Follow-Up on Child Obesity and Custody

Just about three weeks ago, we wrote an article for this blog about an increasingly common argument used in child custody battles and that’s child obesity. Obesity in America is a well-known problem and health risk, and few argue with that statement. (I maintain a separate blog on the topic of nutrition called The National Fork on which I recently included a post titled Government Over-Emphasizes Exercise about the government’s failed efforts to reduce obesity.) But, does having a “fat kid” now equal neglect by the custodial parent? One family in Ohio found out the hard way that the answer is yes when the County’s child welfare agency got involved.

The child at issue is an 8-year old boy who reportedly weighs 200 pounds. Government guidelines say most boys his age should weigh about 60 pounds. The Cuyahoga County caseworkers said they worked with the mother and child for over a year without seeing any weight loss by the boy and thus felt justified in removing him from his home and placing him in foster care. They said that the child’s weight gain was caused by his environment and that the mother wasn’t following doctor’s orders. They concluded that this was a case of “medical neglect” by the mother and it was in the “best interests of the child” to remove him from the home.

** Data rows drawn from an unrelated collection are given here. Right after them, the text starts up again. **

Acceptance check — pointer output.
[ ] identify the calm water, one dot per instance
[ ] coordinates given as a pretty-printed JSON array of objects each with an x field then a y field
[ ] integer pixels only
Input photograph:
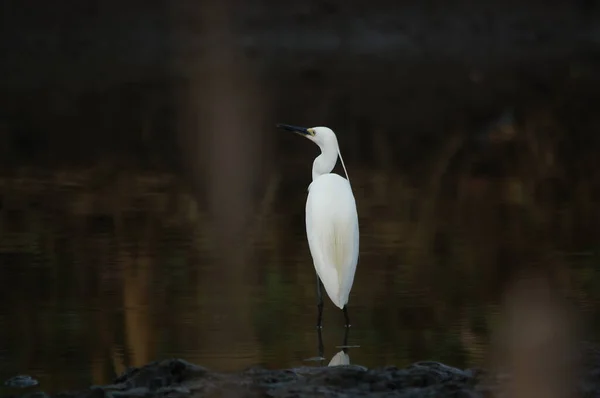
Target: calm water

There are not many cases on the books like this one. It’s true that children are removed from their homes for physical abuse, neglect or undernourishment. But is this case equal to those forms of child abuse and neglect? An article in the Journal of the American Medical Association in July titled Life-Threatening Childhood Obesity and Legal Intervention sparked many thoughtful comments and in response the authors of the article said:

”Our aim was not to propose new law but rather to consider how existing legal framework may apply to cases of life-threatening childhood obesity.”

The caseworkers in Ohio did just that with this family. They used existing law and guidelines to make the case for removal of the child and the Juvenile Courts agreed. “I think we would concede that some intervention is appropriate,” Juvenile Public Defender Sam Amata said. “But what risk became imminent? When did it become an immediate problem?” That’s the question for the appeal that’s scheduled to be heard in the next few weeks. As the child’s mother said:

“They are trying to make it seem like I am unfit, like I don’t love my child. Of course I love him. Of course I want him to lose weight. It’s a lifestyle change, and they are trying to make it seem like I am not embracing that. It is very hard, but I am trying.”

We will follow-up with this story as it develops. We do hope to see the family reunited before the holidays, but this case really isn’t about love for a child. It’s about what’s in the best of the child. Maybe all parents should think about that before they buy junk food and bake cookies and cakes?